The group, made up of Motorola, NEC, NTT DoCoMo, Panasonic Mobile Communications, Samsung Electronics, and Vodafone, said it would form an independent foundation to promote the platform. In a statement today, the group said the foundation would “leverage the benefits of community-based and proprietary development”.
There’s more from Nancy Gohring at InfoWorld on the as yet unnamed group:
The creation of a common platform might help spur growth of Linux phones, a segment that has been hampered by fragmentation, said Tony Cripps, an analyst at Ovum. The Linux handsets on the market now use unique specifications, making it difficult for developers to create applications that can work across different devices, he said.
The lack of an open, common approach has also meant that Linux handsets haven’t been able to compete directly with leading mobile operating systems from Symbian or Microsoft, each of which nurtures an open application development ecosystem, he said.

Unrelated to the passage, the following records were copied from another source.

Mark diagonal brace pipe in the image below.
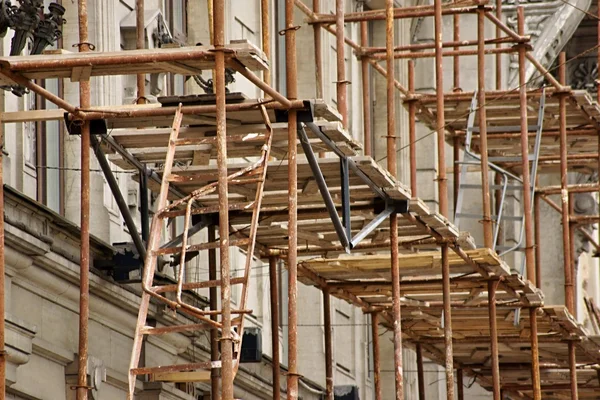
[297,124,350,252]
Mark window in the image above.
[166,0,187,44]
[35,0,65,215]
[35,79,65,214]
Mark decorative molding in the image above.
[5,314,37,386]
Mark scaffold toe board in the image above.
[0,41,269,84]
[141,156,410,202]
[417,89,600,132]
[105,120,360,170]
[299,248,542,304]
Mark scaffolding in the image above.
[0,0,600,400]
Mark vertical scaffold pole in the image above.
[385,0,404,400]
[408,60,418,197]
[269,256,281,400]
[488,279,500,400]
[208,224,221,400]
[323,289,333,400]
[78,0,90,400]
[313,0,323,99]
[284,0,298,400]
[335,0,348,128]
[0,120,6,399]
[260,0,271,86]
[415,343,425,400]
[517,6,535,282]
[529,307,542,400]
[371,313,383,400]
[213,0,233,400]
[434,0,454,400]
[558,52,578,400]
[477,7,494,249]
[360,21,373,156]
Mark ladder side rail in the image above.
[127,104,183,400]
[454,92,477,229]
[492,174,508,251]
[499,89,546,260]
[232,105,273,377]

The presence of operators like Vodafone and NTT DoCoMo that order large volumes of handsets is significant. If such a large and influential operator as Vodafone adopts a Linux handsets based on this platform, then other operators are likely to adopt the same or similar phones, Cripps said.
This will be the third mobile Linux group to launch within a year, joining the Linux Phone Standards (LiPS) Forum and the Mobile Linux Initiative (MLI). Like the new foundation launched on Friday, the LiPS Forum aims to focus on the creation of APIs to enable interoperability of applications across Linux handsets.
PalmSource Inc., France Telecom SA and Orange SA are among the leaders of LiPS. The MLI, with members that include Motorola and PalmSource, is working on unifying developments around the mobile Linux kernel.
While MLI isn’t involved in the new foundation, it is likely to work with the new organization in the future.
Three groups? I must have missed one.